The scandal was particularly regrettable because the monarchy was fragile. Charles II had only been on his throne since May 1660, after an eleven-year interregnum. In 1649 his father, King Charles I, had been
executed. This followed his defeat in a civil war that had started in 1642 when political and religious tensions had caused a total breakdown in relations between King and Parliament. During that conflict an estimated 190,000 people – nearly four percent of the population – had lost their lives in England and Wales alone; in Scotland and Ireland the proportion of inhabitants who perished was still higher. Charles I had been taken prisoner in 1646, but refused to come to terms with his opponents and so the war had continued. By 1648, however, the royalists had been vanquished. Angered at the way the King had prolonged the bloodshed, the leaders of the parliamentary forces brought him to trial and sentenced him to death. England became a republic ruled by a Lord Protector, Oliver Cromwell, and it seemed that its monarchy had been extinguished forever.
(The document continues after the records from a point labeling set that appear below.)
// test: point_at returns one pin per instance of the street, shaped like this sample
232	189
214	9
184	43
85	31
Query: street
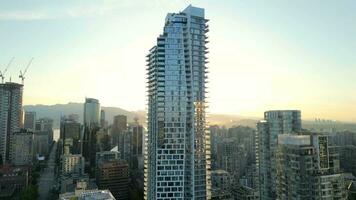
46	180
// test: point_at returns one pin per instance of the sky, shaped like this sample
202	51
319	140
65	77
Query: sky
263	54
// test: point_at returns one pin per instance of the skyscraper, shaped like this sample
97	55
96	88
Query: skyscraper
91	112
308	168
117	130
70	129
91	126
30	121
10	115
102	119
275	123
22	148
178	148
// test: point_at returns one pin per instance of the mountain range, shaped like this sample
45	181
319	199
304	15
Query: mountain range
56	111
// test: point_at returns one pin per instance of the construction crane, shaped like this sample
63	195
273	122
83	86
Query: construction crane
2	74
22	74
When the royalists’ principal stronghold of Oxford had fallen in the summer of 1646, Charles I’s twelve-year-old son, James, Duke of York, had been taken into the custody of Parliament. However, in April 1648 he had managed to escape abroad, dressed as a girl. His older brother Charles was already on the Continent, having been sent overseas by their father two years earlier. James was only fourteen when news arrived that his father had been executed on 30 January 1649. In the ensuing decade all attempts to place Charles on his late father’s throne failed, and a lifetime in exile appeared inevitable for the royal brothers.
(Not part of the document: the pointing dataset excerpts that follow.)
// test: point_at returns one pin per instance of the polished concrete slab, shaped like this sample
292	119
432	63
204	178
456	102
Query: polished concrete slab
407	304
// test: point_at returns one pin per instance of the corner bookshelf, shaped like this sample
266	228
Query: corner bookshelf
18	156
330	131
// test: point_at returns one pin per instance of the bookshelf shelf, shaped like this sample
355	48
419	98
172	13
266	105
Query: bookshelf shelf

In 1656 James spent some time at the French court. While there, he met with his elder sister Mary, widow of the Dutch prince, William II of Orange, who was visiting Paris, accompanied by her maid of honour, Anne Hyde. Anne was the daughter of Edward Hyde, a pompous and severe lawyer from Wiltshire who had become a leading adviser to Charles I shortly before the outbreak of civil war. After his master’s execution, he offered his services to the late King’s eldest son, now styled Charles II by his adherents. Hyde moved his family to Holland and in 1653 they took up residence at Breda at the invitation of the widowed Mary of Orange, who bore the title Princess Royal of England. Two years later the Princess suggested that Hyde’s eighteen-year-old daughter Anne should become one of her maids of honour. Hyde had been reluctant to accept her offer, partly because he feared angering the late King’s widow, Queen Henrietta Maria, who detested him. Finally he consented, whereupon the Queen Mother was duly incensed, little guessing that within a few years she would become more intimately connected to his daughter.